CQL, the Cassandra Query Language, addresses this by pushing all implementation details to the server; all the client has to know for any operation is how to interpret “resultset” objects. So adding a feature like counters just requires teaching the CQL parser to understand “column + N” notation; no client-side changes are necessary.
CQL drivers are also hosted in-tree, to avoid the problems caused in the past by client proliferation.
At the same time, CQL is heavily based on SQL–close to a subset of SQL, in fact, which is a big win for newcomers: everyone knows what “SELECT * FROM users” means. CQL is the first step to making the learning curve on the client side as gentle as it is operationally.
A taste of CQL
Here we’ll use the cqlsh tool to create a “users” columnfamily, add some users and an index, and do some simple queries. (See our documentation for details on installing cqlsh.) Compare to the same example using the old cli interface if you’re so inclined.
cqlsh> CREATE KEYSPACE test with strategy_class = 'SimpleStrategy' and strategy_options:replication_factor=1;
cqlsh> USE test;
cqlsh> CREATE COLUMNFAMILY users (
... key varchar PRIMARY KEY,
... full_name varchar,
... birth_date int,
... state varchar
cqlsh> CREATE INDEX ON users (birth_date);
cqlsh> CREATE INDEX ON users (state);
cqlsh> INSERT INTO users (key, full_name, birth_date, state) VALUES ('bsanderson', 'Brandon Sanderson', 1975, 'UT');
cqlsh> INSERT INTO users (key, full_name, birth_date, state) VALUES ('prothfuss', 'Patrick Rothfuss', 1973, 'WI');
cqlsh> INSERT INTO users (key, full_name, birth_date, state) VALUES ('htayler', 'Howard Tayler', 1968, 'UT');
cqlsh> SELECT key, state FROM users;
key | state |
bsanderson | UT |
prothfuss | WI |
htayler | UT |
cqlsh> SELECT * FROM users WHERE state='UT' AND birth_date > 1970;
KEY | birth_date | full_name | state |
bsanderson | 1975 | Brandon Sanderson | UT |
Current status and the road ahead
cqlsh (included with the Python driver) is already useful for testing queries against your data and managing your schema. The above example works as written in 0.8.0; ALTER COLUMNFAMILY, TTL support, and counter support are already done for 0.8.1.
Supercolumn support is the main missing feature and will probably come in 0.8.2 (minor releases are done roughly monthly). Removing Thrift as a requirement is a longer-term goal.

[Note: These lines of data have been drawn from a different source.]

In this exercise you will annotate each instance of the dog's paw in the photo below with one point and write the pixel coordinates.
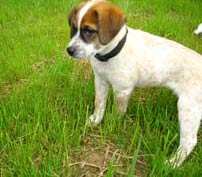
(93, 120)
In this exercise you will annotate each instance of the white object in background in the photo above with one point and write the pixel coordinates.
(198, 30)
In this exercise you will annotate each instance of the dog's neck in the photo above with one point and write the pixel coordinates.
(114, 47)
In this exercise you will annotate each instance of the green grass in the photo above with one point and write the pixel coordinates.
(46, 97)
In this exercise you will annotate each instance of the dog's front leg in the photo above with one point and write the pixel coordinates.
(121, 101)
(101, 93)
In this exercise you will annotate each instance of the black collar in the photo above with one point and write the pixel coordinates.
(114, 52)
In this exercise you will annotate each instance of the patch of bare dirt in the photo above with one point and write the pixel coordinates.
(94, 160)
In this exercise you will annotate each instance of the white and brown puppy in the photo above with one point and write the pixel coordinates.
(126, 58)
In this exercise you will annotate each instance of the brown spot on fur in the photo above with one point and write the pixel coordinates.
(73, 18)
(110, 19)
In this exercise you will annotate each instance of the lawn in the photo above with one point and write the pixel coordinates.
(46, 97)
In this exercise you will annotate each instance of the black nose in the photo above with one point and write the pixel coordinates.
(71, 50)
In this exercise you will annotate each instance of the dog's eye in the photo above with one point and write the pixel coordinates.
(73, 31)
(88, 32)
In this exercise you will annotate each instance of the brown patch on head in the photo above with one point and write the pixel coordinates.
(73, 18)
(110, 19)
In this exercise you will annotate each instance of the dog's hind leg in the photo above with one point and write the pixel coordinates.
(189, 112)
(101, 93)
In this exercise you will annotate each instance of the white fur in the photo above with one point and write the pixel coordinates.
(148, 60)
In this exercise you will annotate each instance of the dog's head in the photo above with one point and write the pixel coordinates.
(93, 25)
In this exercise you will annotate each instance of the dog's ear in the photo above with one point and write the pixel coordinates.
(73, 18)
(110, 19)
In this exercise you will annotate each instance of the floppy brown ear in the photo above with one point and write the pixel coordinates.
(72, 17)
(110, 20)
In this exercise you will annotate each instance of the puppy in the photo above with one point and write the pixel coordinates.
(126, 58)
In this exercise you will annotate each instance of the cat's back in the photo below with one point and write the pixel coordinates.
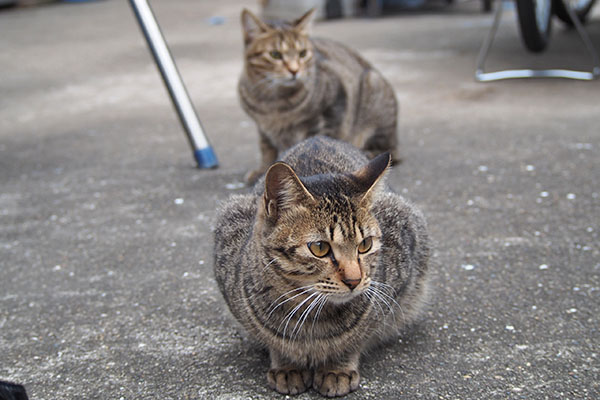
(322, 155)
(338, 57)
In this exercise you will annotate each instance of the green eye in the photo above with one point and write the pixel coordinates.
(319, 249)
(365, 245)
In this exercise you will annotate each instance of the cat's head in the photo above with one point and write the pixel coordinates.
(321, 229)
(280, 54)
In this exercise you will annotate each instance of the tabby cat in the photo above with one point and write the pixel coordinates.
(295, 86)
(320, 263)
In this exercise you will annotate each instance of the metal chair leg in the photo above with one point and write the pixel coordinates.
(203, 152)
(482, 76)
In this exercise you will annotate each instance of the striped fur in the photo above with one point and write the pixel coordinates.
(296, 304)
(312, 86)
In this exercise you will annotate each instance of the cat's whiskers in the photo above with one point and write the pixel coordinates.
(270, 262)
(290, 315)
(322, 301)
(305, 289)
(304, 315)
(373, 300)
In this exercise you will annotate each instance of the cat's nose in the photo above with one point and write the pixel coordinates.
(351, 283)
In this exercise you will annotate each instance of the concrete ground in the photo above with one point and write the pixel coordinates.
(106, 284)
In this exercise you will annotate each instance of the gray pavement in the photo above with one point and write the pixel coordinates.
(106, 285)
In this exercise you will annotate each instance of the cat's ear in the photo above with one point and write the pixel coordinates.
(371, 176)
(304, 23)
(252, 26)
(283, 190)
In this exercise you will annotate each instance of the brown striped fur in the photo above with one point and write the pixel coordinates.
(294, 86)
(297, 304)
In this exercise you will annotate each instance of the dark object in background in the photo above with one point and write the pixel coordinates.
(12, 391)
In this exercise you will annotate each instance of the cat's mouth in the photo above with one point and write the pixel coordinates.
(341, 298)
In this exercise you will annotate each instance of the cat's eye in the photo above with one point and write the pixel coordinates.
(319, 249)
(365, 245)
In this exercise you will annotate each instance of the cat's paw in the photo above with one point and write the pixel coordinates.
(289, 380)
(332, 383)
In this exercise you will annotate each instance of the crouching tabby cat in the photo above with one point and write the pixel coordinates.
(295, 86)
(320, 263)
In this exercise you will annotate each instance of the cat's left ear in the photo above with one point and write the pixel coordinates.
(304, 23)
(283, 190)
(371, 177)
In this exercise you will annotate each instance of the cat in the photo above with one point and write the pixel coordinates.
(295, 86)
(321, 262)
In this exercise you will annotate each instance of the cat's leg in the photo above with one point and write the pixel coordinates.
(338, 379)
(287, 378)
(269, 155)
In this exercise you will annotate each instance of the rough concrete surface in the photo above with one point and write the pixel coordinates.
(106, 284)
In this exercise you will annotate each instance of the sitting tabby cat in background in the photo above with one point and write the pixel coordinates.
(320, 263)
(295, 86)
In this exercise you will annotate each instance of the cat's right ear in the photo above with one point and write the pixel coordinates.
(283, 190)
(252, 26)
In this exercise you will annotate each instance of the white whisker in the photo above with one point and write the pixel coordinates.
(305, 289)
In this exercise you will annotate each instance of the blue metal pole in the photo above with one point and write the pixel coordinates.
(203, 152)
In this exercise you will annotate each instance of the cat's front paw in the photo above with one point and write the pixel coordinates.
(332, 383)
(289, 380)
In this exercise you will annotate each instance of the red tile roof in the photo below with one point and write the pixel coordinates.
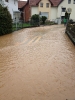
(21, 4)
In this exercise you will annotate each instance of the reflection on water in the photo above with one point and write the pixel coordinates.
(37, 64)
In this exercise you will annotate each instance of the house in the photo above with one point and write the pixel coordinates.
(21, 4)
(41, 7)
(64, 6)
(12, 6)
(52, 9)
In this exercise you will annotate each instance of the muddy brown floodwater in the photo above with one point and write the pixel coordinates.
(37, 64)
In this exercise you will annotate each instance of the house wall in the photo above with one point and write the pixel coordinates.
(53, 15)
(34, 10)
(27, 13)
(44, 8)
(65, 4)
(11, 6)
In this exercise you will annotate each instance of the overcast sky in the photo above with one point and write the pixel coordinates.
(23, 0)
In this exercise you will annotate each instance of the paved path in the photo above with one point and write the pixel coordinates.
(37, 64)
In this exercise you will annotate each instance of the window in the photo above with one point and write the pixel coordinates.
(73, 1)
(6, 0)
(63, 9)
(47, 5)
(41, 4)
(69, 1)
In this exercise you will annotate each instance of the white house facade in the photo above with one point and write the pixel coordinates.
(12, 6)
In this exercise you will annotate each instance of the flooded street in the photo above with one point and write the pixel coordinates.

The Python and Node.js CQL drivers are ready for wider use; JDBC and Twisted are almost done, and PHP and Ruby are being worked on.
In short, CQL is ready for client authors to get involved. Most application developers should stick with the old Thrift RPC-based clients until 0.8.1*. If you want to give CQL a try, see the installation instructions, and for developers, the drivers tree was recently moved here.
*One such client, Hector, already has CQL query support.